Чарли, уже слегка обалдевший, пошутил: «Два бассейна? А второй для чего — ополаскиваться?»
Второй был гигантский. «Этот стоит миллион долларов, — объяснил м-р Херст — Над ним более двух лет трудились итальянские художники. Видите лазуритовые мозаики?»
Чарли, голодное дитя лондонских трущоб, почтительно присвистнул.

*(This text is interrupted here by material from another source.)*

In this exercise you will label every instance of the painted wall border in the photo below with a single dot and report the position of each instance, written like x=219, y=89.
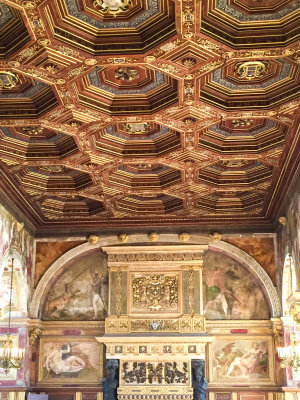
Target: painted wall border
x=170, y=238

Некоторые из нас провели оставшуюся часть дня возле бассейна — естественно, того, что стоил миллион долларов. Я думала — пожалуй, почти злорадно, — о том, насколько лучше я смотрелась в купальном костюме, чем Грета Гарбо. Это было жестоко с моей стороны, но я завидовала ее великолепной красоте, и у меня не было иных козырей, кроме хорошей фигуры. Она разговаривала тихо и, видимо, серьезно с Джоном Гилбертом, который, несомненно, боготворил ее, и, казалось, испытывала неловкость оттого, что ее широкие плечи и массивные ноги были открыты.
Чарли и Мэрион по-прежнему сторонились друг друга. Он был поглощен разговором с д-ром Милликеном, а она оживленно болтала то с одним, то с другим по паре минут и ни с кем конкретно. Наконец, она подсела ко мне и сказала: «У нас не было возможности поговорить друг с другом, не так ли?»
Оглянувшись украдкой, она достала из пляжной сумки, висевшей на плече, металлическую флягу и бумажный стаканчик. Она налила в стаканчик бесцветную жидкость и подмигнула мне. «Шампанское, — призналась она. — Для меня это материнское молоко. Обожаю. У. Р.[7] убил бы меня, если бы увидел. Он в своем кабинете, работает. Но ты же не настучишь на меня?»
Я покачала головой. Она предложила стаканчик мне, и я снова замотала головой. Ухмыльнувшись, она выпила украдкой и убрала все обратно.
— Да, кстати о материнском молоке, ты же мать? — заметила она со своим обезоруживающим заиканием. — В тот вечер, когда мы встретились в «Амбассадоре», я не могла поверить, что ты ждешь ребенка. Ты выглядела потрясающе. Ты знаешь, я ведь завидовала тебе! Я думала, что я царица бала, а потом появилась ты и присвоила мою корону.
А ты присвоила моего мужа, хотела сказать я. Но не стала, поскольку эта женщина, которую я знала так мало, была слишком мила и дружелюбна, чтобы сердиться на нее. Пола Негри — вот та выводила меня из равновесия. А Мэрион была такая открытая, не агрессивная и симпатичная, что я, пожалуй, не очень расстроилась бы, если бы она в тот же момент призналась мне, что они с Чарли были любовниками.
— Как мило, что вы говорите это мне, мисс Дэвис. На самом деле я…
— О, называй меня Мэрион, — прервала она меня. — Давай будем друзьями, хорошо?
— Конечно.
— Я встречаю здесь столько чванливых людей, что просто приятно встретиться с нормальным человеком. Конечно, я не всех их не терплю, — она усмехнулась. — У. Р. воплощенное чванство, а я без ума от него. И твой Чарли — тоже из этих, а я его тоже обожаю.
Поспешно, но не оправдываясь, она пояснила свои слова.
— Ты понимаешь, я не имею в виду ничего такого. Я имею в виду, что он хороший друг.
Она снова оглянулась и глотнула еще.
— Нет, мне не следует называть твоего мужчину чванливым. Ты ведь любишь его, как сумасшедшая. Я же вижу.
Мне становилось все приятнее и приятнее с ней общаться.
— Ты права, я люблю его, — сказала я. — Но я не слепая. Он бывает ужасно официальным, когда стремится к этому.
— Правда? Ты знаешь, чего я никак не могу понять в Чарли? Когда ты меньше всего ожидаешь от него, когда он важничает дальше некуда — он может ввести тебя в заблуждение, а потом вдруг все переиграет и начнет с неподражаемым юмором смеяться над собой. Ты замечала?